Uma construção que almeja uma sociedade saudável, um mundo saudável, que o terceiro milênio traz como desafio para tornarmos encarnado o cuidado essencial entre os habitantes deste planeta. Queremos, assim, estimular a curiosidade dos leitores a buscar um exercício de aproximação entre esta iniciativa — seus conteúdos teóricos e conceituais, seu modo de fazer e os resultados já obtidos, além daqueles que se queira projetar — e o recente documento divulgado pelas Nações Unidas, com a Agenda 2030. Esta apresenta os Objetivos do Desenvolvimento Sustentável (ODS) voltados para as crianças e suas redes de cuidadores, incluindo os adolescentes, não contemplados nos Objetivos de Desenvolvimento do Milênio (ODM), analisando o que será preciso para que os países e, claro, o nosso Brasil possam alcançá-los.

 

Boa leitura!

 

Cornelis Johannes van Stralen
Presidente do Cebes

 

Liliane Mendes Penello
Coordenadora da Estratégia Brasileirinhas e Brasileirinhos Saudáveis

 

Referências
PARTIDO MOVIMENTO DEMOCRÁTICO BRASILEIRO (PMDB).

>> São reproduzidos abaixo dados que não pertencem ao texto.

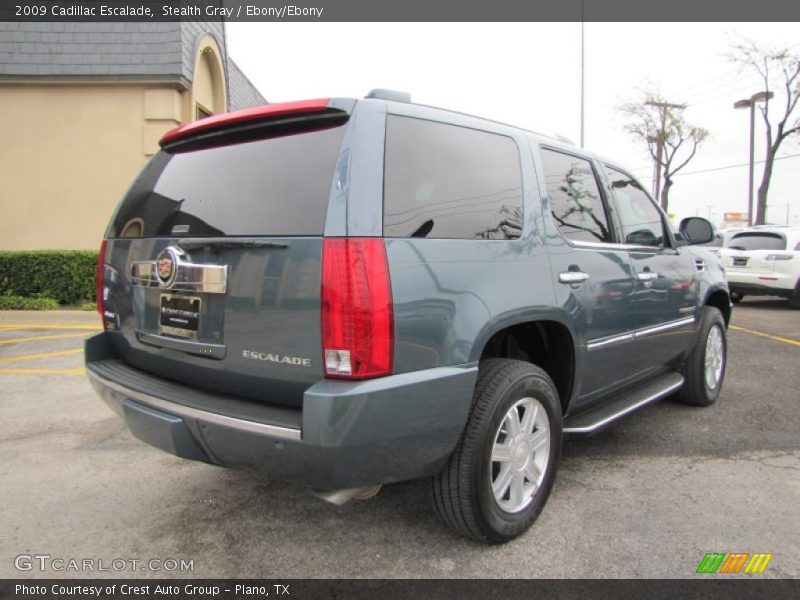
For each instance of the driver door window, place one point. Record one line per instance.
(641, 221)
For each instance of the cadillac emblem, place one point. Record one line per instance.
(167, 266)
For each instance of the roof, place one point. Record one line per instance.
(117, 51)
(90, 49)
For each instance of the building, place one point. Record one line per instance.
(82, 107)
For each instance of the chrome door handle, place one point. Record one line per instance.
(572, 277)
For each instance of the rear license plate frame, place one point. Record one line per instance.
(179, 315)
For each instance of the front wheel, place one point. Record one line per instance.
(503, 468)
(705, 367)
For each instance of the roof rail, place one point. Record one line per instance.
(563, 138)
(392, 95)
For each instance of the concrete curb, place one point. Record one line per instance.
(88, 318)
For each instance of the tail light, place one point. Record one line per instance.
(357, 336)
(99, 293)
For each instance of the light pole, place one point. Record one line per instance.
(751, 104)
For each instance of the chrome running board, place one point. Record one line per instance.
(598, 417)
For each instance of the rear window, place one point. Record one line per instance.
(278, 186)
(445, 181)
(757, 241)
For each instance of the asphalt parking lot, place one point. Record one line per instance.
(646, 498)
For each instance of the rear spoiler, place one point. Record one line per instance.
(216, 125)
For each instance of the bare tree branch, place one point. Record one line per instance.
(780, 71)
(658, 123)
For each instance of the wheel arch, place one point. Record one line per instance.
(720, 299)
(545, 340)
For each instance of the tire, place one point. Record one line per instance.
(794, 299)
(700, 390)
(463, 493)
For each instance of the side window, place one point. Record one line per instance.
(575, 200)
(641, 220)
(444, 181)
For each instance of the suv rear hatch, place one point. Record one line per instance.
(754, 251)
(213, 258)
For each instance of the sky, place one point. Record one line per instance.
(528, 75)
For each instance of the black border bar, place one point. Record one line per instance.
(146, 11)
(704, 586)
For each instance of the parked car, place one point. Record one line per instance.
(351, 292)
(764, 261)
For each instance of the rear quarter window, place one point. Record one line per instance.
(446, 181)
(757, 241)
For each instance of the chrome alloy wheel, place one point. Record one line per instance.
(519, 455)
(715, 357)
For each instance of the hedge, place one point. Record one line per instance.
(66, 276)
(20, 303)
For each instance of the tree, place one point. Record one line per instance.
(780, 73)
(671, 141)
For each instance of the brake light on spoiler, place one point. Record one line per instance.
(258, 113)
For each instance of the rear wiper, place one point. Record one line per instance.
(229, 243)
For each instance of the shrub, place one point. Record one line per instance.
(20, 303)
(66, 276)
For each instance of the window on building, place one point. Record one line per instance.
(575, 200)
(444, 181)
(202, 112)
(641, 221)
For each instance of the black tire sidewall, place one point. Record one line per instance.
(712, 318)
(501, 524)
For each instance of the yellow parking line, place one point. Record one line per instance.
(20, 327)
(41, 338)
(42, 371)
(41, 355)
(766, 335)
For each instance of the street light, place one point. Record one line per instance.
(751, 104)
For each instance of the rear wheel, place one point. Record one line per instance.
(794, 299)
(502, 470)
(705, 368)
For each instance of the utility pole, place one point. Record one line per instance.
(751, 104)
(583, 75)
(660, 140)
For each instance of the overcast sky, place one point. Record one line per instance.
(528, 74)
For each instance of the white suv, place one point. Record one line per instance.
(765, 261)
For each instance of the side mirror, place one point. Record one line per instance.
(697, 230)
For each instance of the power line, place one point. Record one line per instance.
(758, 162)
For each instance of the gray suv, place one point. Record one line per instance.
(345, 293)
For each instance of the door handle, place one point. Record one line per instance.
(647, 276)
(572, 277)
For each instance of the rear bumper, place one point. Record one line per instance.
(348, 434)
(777, 284)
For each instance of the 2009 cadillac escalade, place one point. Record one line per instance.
(346, 293)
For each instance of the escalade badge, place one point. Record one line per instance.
(167, 266)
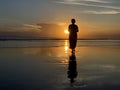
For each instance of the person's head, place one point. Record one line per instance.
(73, 21)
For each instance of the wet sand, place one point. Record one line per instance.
(46, 68)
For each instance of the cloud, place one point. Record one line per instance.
(86, 3)
(32, 27)
(102, 12)
(98, 1)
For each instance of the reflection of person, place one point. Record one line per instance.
(72, 68)
(73, 29)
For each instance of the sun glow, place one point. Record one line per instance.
(66, 31)
(66, 47)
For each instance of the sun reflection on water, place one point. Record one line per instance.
(66, 47)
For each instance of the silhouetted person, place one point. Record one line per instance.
(73, 29)
(72, 68)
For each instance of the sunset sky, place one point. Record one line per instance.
(49, 18)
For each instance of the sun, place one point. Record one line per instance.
(66, 31)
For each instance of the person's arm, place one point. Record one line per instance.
(69, 28)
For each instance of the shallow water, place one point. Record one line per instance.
(43, 65)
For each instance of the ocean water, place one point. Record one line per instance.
(50, 65)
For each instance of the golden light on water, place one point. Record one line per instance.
(66, 47)
(66, 31)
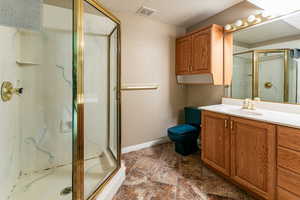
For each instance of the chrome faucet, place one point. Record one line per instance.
(248, 104)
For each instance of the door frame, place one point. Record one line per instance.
(78, 99)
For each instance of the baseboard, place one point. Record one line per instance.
(113, 186)
(145, 145)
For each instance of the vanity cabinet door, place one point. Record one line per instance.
(183, 55)
(216, 141)
(253, 156)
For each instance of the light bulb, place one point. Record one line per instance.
(267, 14)
(239, 23)
(228, 27)
(251, 18)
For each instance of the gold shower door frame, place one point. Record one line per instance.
(78, 98)
(255, 70)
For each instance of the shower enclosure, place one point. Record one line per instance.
(270, 74)
(60, 102)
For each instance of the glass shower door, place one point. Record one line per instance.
(36, 130)
(100, 98)
(241, 86)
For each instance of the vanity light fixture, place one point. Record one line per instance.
(228, 27)
(240, 23)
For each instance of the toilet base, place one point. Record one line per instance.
(187, 147)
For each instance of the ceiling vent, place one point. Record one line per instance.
(145, 11)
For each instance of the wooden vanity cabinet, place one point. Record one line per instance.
(243, 150)
(201, 52)
(288, 163)
(253, 156)
(216, 141)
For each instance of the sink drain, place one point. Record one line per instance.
(66, 191)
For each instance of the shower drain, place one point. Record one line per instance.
(66, 191)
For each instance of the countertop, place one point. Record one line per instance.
(264, 115)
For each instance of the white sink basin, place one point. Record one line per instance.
(246, 112)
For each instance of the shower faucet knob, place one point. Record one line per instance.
(7, 91)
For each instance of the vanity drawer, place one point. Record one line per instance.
(288, 159)
(289, 137)
(282, 194)
(289, 181)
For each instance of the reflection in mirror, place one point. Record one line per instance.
(266, 62)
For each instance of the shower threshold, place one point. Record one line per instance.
(49, 184)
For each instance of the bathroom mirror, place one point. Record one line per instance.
(266, 61)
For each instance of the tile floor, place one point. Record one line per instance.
(159, 173)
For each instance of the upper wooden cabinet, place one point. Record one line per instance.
(183, 55)
(201, 52)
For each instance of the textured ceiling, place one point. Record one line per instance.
(177, 12)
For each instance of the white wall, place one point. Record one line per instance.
(148, 56)
(9, 118)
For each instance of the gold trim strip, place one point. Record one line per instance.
(78, 127)
(148, 87)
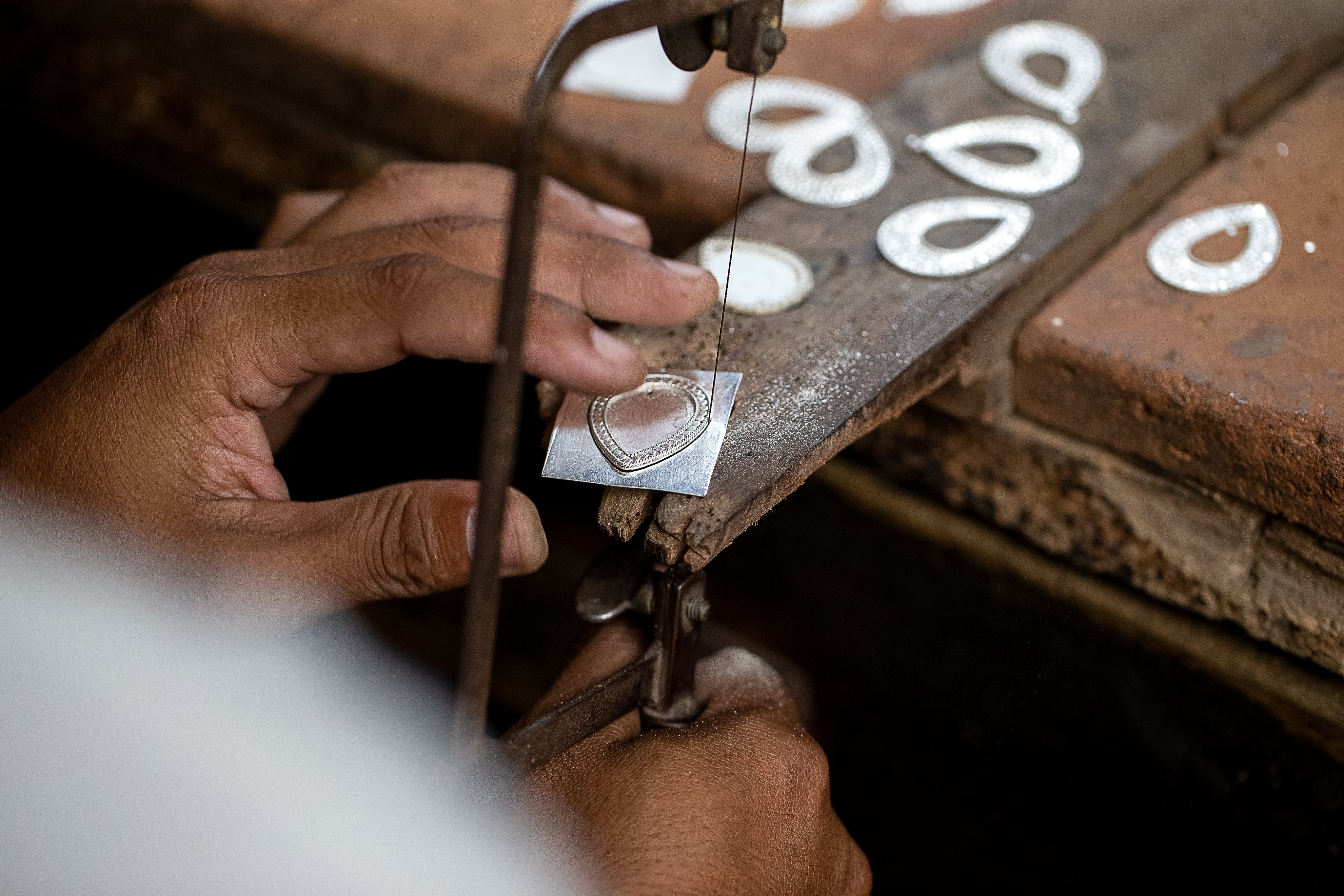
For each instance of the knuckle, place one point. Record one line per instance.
(405, 277)
(183, 309)
(408, 559)
(804, 765)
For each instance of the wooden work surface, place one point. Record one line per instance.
(873, 340)
(283, 94)
(1242, 393)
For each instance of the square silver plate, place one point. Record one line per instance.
(574, 456)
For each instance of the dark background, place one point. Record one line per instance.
(979, 734)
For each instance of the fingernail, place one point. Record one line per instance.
(619, 217)
(527, 548)
(471, 532)
(683, 269)
(613, 350)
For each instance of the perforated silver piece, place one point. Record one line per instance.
(1006, 51)
(1170, 252)
(798, 143)
(904, 237)
(894, 10)
(1059, 156)
(819, 14)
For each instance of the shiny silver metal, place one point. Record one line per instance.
(767, 279)
(1170, 252)
(1059, 156)
(902, 237)
(576, 456)
(1006, 51)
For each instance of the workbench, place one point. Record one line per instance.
(1139, 399)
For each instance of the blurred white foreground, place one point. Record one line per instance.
(146, 749)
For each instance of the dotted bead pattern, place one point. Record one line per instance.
(1171, 260)
(904, 244)
(1006, 51)
(1059, 156)
(629, 463)
(798, 143)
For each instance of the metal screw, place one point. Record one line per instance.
(775, 41)
(697, 608)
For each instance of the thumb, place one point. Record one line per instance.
(601, 651)
(736, 682)
(401, 542)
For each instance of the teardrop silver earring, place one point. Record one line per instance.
(1170, 252)
(1059, 156)
(798, 143)
(902, 238)
(1006, 51)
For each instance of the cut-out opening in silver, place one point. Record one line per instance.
(902, 238)
(1059, 156)
(1006, 53)
(1171, 258)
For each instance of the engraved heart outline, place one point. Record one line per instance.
(631, 463)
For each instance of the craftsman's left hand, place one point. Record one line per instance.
(740, 803)
(158, 430)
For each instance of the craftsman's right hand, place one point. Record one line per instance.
(738, 804)
(158, 429)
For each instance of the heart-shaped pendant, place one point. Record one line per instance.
(902, 237)
(651, 424)
(1171, 260)
(1059, 156)
(1006, 51)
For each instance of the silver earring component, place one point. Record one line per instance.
(726, 113)
(767, 279)
(798, 143)
(661, 418)
(819, 14)
(894, 10)
(792, 174)
(904, 237)
(1171, 260)
(1006, 51)
(1059, 156)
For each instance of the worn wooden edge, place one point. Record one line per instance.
(683, 531)
(1308, 702)
(933, 368)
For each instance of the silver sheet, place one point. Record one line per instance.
(574, 456)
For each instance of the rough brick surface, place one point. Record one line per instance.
(447, 80)
(1244, 393)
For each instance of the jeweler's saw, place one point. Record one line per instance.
(662, 683)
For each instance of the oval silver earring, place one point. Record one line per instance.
(798, 143)
(1171, 260)
(792, 174)
(1059, 156)
(904, 237)
(1006, 51)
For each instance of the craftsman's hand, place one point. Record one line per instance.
(737, 804)
(158, 425)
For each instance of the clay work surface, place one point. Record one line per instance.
(873, 340)
(1244, 393)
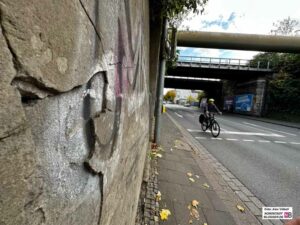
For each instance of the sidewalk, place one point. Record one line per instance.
(266, 120)
(183, 160)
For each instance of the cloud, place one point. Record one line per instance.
(236, 16)
(224, 24)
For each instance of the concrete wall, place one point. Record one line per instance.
(74, 110)
(257, 88)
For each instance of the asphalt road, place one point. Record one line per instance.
(264, 157)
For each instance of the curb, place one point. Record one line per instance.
(267, 121)
(249, 200)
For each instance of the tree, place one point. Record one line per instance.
(178, 10)
(170, 96)
(190, 99)
(201, 94)
(285, 27)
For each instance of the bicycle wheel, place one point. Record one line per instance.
(215, 129)
(204, 125)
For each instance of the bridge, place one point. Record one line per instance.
(219, 68)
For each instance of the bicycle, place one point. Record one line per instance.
(210, 123)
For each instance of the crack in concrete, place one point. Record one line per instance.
(92, 22)
(16, 62)
(14, 131)
(101, 175)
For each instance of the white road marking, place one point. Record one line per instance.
(220, 139)
(255, 125)
(201, 138)
(263, 141)
(231, 139)
(243, 133)
(280, 142)
(178, 115)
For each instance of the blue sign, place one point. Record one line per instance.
(243, 103)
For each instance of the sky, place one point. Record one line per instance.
(239, 16)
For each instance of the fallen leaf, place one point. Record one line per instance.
(195, 203)
(192, 179)
(164, 214)
(195, 213)
(241, 208)
(205, 185)
(159, 155)
(189, 174)
(158, 196)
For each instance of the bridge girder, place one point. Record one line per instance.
(235, 41)
(215, 73)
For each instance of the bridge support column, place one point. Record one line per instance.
(258, 88)
(160, 83)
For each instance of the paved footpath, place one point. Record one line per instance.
(212, 185)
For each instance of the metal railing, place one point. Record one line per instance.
(226, 62)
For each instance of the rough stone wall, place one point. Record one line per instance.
(74, 110)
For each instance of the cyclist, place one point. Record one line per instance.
(210, 107)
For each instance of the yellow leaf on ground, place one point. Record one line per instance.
(191, 179)
(195, 203)
(158, 196)
(241, 208)
(164, 214)
(195, 213)
(189, 174)
(159, 155)
(205, 185)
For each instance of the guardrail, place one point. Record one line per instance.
(226, 62)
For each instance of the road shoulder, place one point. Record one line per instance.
(227, 190)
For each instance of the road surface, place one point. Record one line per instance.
(264, 157)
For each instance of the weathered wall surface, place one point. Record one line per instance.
(74, 110)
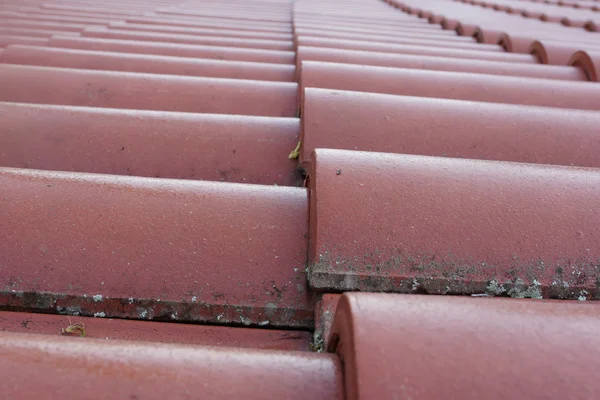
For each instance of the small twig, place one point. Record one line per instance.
(74, 329)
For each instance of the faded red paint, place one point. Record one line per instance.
(416, 224)
(6, 40)
(144, 63)
(188, 39)
(35, 365)
(231, 148)
(309, 49)
(174, 49)
(449, 128)
(589, 62)
(118, 329)
(154, 248)
(201, 31)
(441, 63)
(432, 347)
(61, 86)
(451, 85)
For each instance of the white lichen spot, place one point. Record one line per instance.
(416, 284)
(494, 288)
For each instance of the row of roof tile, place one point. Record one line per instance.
(433, 162)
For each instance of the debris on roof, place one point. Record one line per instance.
(191, 191)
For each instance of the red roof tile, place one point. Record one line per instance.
(36, 365)
(416, 224)
(119, 329)
(456, 152)
(431, 347)
(148, 248)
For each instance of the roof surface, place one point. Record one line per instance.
(191, 193)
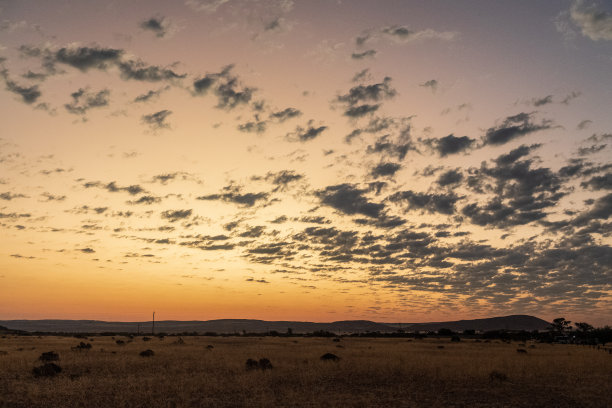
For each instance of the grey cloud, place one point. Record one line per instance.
(283, 179)
(385, 169)
(208, 6)
(593, 22)
(285, 114)
(513, 127)
(404, 34)
(175, 215)
(304, 134)
(160, 26)
(83, 100)
(29, 94)
(113, 188)
(52, 197)
(15, 215)
(150, 95)
(349, 199)
(361, 110)
(450, 144)
(599, 182)
(246, 199)
(450, 177)
(432, 203)
(253, 127)
(8, 196)
(514, 155)
(146, 199)
(363, 55)
(542, 101)
(368, 93)
(432, 84)
(140, 71)
(157, 120)
(85, 58)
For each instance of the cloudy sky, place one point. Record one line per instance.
(305, 160)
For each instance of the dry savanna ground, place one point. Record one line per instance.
(370, 373)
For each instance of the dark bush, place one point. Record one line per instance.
(265, 364)
(49, 356)
(251, 364)
(330, 357)
(497, 376)
(47, 370)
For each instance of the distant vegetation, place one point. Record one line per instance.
(290, 370)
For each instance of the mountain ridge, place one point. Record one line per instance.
(512, 322)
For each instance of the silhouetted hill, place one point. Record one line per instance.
(517, 322)
(514, 322)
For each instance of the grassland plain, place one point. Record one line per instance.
(371, 373)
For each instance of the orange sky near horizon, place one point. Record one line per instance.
(315, 161)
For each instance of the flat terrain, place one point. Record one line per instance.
(370, 373)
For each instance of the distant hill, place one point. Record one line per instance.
(515, 322)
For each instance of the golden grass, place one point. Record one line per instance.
(371, 373)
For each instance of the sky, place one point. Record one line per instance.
(394, 161)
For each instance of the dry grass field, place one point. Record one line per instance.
(370, 373)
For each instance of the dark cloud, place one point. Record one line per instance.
(349, 199)
(368, 93)
(140, 71)
(385, 169)
(146, 199)
(83, 100)
(150, 95)
(283, 179)
(227, 87)
(514, 155)
(85, 58)
(157, 120)
(113, 188)
(8, 196)
(52, 197)
(304, 134)
(405, 34)
(160, 26)
(593, 22)
(234, 195)
(175, 215)
(584, 124)
(450, 177)
(431, 84)
(599, 182)
(432, 203)
(256, 280)
(253, 127)
(361, 110)
(363, 55)
(514, 127)
(542, 101)
(285, 114)
(450, 144)
(28, 94)
(15, 215)
(521, 191)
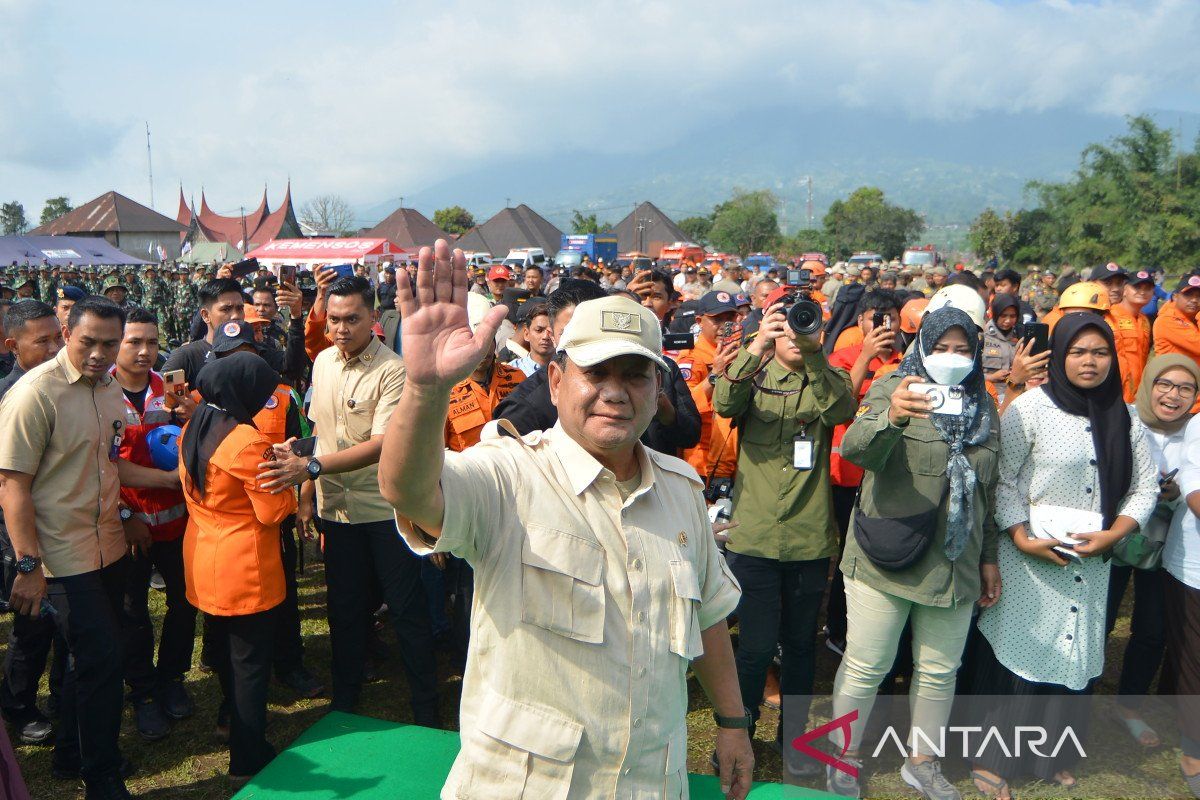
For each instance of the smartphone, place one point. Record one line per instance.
(1041, 335)
(305, 447)
(678, 341)
(244, 268)
(943, 400)
(175, 382)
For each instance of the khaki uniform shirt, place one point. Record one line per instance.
(352, 401)
(60, 427)
(588, 609)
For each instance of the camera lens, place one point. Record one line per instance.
(804, 317)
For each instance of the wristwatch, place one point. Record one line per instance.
(313, 468)
(742, 722)
(27, 564)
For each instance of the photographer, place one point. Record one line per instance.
(923, 548)
(786, 400)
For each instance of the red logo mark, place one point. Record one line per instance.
(841, 723)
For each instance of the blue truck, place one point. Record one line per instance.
(594, 246)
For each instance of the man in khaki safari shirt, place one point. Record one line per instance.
(598, 581)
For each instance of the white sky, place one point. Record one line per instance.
(371, 100)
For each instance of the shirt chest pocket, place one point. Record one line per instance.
(359, 419)
(684, 611)
(924, 451)
(562, 584)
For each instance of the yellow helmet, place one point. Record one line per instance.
(1085, 294)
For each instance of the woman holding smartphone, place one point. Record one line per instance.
(1071, 445)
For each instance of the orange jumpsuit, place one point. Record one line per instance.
(472, 405)
(1132, 334)
(717, 453)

Uma ponte para o futuro. [Internet]. 2015. 19 p. Disponível em: <http://pmdb.org.br/wpcontent/uploads/2015/10/RELEASE-TEMER_A4-28.10.15-Online.pdf>. Acesso em: 28 mar. 2016.

DESVARIO [Editorial]. Folha de São Paulo. [Internet]. São Paulo, 28 mar. 2016. Disponível em: <http://www1.folha.
uol.com.br/opiniao/2016/03/1754584-desvario.shtml>. Acesso em: 28 mar. 2016.